Their shoulders are hunched and their heads are down, and your team are riding the wave.

You have two days to win this, but with one big caveat.

Rain is on the way. Not just rain, but thunderstorms and hailstones the size of golf-balls, real wrath-of-god type shit. This weather is forecast to disrupt the tail-end of Day 4, and very likely wipe out completely any prospect of play on Day 5.

What do you do, motherfucker? WHAT DO YOU DO?

Andrew Strauss decided to take the safe option. He did not declare overnight.

He did not send a message to a beaten Australian side, saying: We have enough runs, bring it on, make us bat again; anything you set us, we will chase down, or give it one bloody good try.

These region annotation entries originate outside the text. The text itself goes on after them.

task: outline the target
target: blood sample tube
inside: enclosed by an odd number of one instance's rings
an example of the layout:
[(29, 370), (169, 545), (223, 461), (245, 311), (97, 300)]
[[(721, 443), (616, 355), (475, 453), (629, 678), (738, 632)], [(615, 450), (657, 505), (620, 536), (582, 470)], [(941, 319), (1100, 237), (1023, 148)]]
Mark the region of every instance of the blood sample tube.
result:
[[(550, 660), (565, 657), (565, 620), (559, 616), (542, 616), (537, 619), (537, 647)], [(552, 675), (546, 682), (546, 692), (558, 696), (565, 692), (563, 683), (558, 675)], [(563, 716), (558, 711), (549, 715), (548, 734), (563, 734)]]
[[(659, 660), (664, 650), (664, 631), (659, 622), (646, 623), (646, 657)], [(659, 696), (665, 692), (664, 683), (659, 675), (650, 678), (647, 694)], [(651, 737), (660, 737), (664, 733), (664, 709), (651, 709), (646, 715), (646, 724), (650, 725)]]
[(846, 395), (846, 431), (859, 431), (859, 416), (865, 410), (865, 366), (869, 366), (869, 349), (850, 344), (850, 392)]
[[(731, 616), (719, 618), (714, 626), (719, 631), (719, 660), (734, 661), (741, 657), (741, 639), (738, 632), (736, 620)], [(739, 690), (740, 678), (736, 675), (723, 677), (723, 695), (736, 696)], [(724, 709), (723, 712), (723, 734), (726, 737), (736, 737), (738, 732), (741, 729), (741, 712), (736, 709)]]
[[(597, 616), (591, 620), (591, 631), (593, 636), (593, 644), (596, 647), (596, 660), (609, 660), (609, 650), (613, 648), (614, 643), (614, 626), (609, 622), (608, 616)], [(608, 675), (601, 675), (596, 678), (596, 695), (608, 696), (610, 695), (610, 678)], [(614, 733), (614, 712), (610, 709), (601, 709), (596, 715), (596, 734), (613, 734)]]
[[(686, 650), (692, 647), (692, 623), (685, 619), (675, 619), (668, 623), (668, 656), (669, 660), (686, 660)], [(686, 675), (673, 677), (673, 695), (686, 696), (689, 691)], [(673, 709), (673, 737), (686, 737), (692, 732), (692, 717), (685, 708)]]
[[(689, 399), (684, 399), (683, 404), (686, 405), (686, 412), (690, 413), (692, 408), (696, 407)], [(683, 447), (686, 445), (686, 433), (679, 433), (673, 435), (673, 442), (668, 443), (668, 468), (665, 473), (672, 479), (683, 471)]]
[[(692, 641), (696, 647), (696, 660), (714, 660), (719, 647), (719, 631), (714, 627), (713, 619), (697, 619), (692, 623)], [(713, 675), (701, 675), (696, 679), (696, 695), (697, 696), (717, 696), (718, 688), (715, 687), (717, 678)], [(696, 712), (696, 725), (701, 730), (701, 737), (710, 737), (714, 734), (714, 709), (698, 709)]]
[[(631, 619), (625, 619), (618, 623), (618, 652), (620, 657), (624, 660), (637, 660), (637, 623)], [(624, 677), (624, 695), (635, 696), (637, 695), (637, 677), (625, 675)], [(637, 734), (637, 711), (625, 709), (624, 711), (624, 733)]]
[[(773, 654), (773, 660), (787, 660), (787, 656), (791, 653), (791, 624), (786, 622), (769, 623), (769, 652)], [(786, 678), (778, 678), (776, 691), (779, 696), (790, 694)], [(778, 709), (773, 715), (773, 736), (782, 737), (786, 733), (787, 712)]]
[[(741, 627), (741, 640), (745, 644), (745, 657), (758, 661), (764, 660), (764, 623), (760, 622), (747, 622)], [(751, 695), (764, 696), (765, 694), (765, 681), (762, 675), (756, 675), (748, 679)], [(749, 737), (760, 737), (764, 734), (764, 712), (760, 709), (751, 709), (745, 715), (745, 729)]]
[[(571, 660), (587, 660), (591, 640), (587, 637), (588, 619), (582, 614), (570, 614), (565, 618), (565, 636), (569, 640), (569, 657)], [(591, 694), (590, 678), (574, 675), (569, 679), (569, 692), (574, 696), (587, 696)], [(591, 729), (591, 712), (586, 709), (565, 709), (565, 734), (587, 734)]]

No.  Despite having a lead of 306, he sent Kevin Pietersen and Ian Bell back out to the middle.

We waited, listing to ourselves all the possible milestones that Strauss would permit England to achieve before calling them in. A lead of 350; 600 runs on the board; Kevin Pietersen accomplishing a new personal best Test score – all these key moments came and went and still no sign from the balcony.

At one stage, we were treated to the sight of a maiden over being bowled, while Stuart Broad sat with his pads on up in the England balcony.

Time drained away, and the rain clouds got ever closer.

Finally, after KP had departed and England’s lead had reached 375, Strauss finally waved them in.

The message this sends to Australia is a negative one. It says England have no confidence batting last on this wicket, despite the Australian attack being garbage. If Australia do make them bat again, how hard would it be, given the superlative form of England’s batsmen, to chase down 150 or so?

And worse than that is that the weather reports seem to have been disregarded in favour of the canny approach of looking out the dressing room window and saying, “Well, it’s not raining now, is it?” as Graeme Swann indicated they had more or less done in his interview at the end of the day’s play.

As weather reports go, this is pretty much on a par with Michael Fish back in 1987 forecasting that it “might get a bit breezy today”. Awesome – now what’s this I’ve heard about a hurricane?

Andrew Strauss kept England batting for 9 overs while 69 runs were added. Rain came after tea, as predicted, and over an hour of play was lost. Considerably more time will be lost tomorrow. At best England may have a window of two hours in the morning before the thunderstorms descend with a vengeance, kiboshing the remainder of the day.

Australia will start the day 4 wickets down, included among them the valuable scalp of Michael Clarke, snared off the last ball by England’s new all-rounder (according to him, anyway) Kevin Pietersen and breaking a valuable partnership.

England would rather they were in the tail. Time, due mostly to the weather and partly to Strauss’s conservative captaincy, is not on their side.

If the weather arrives as forecast, a draw seems almost certain now. It would be scant reward for an England team that has played so well.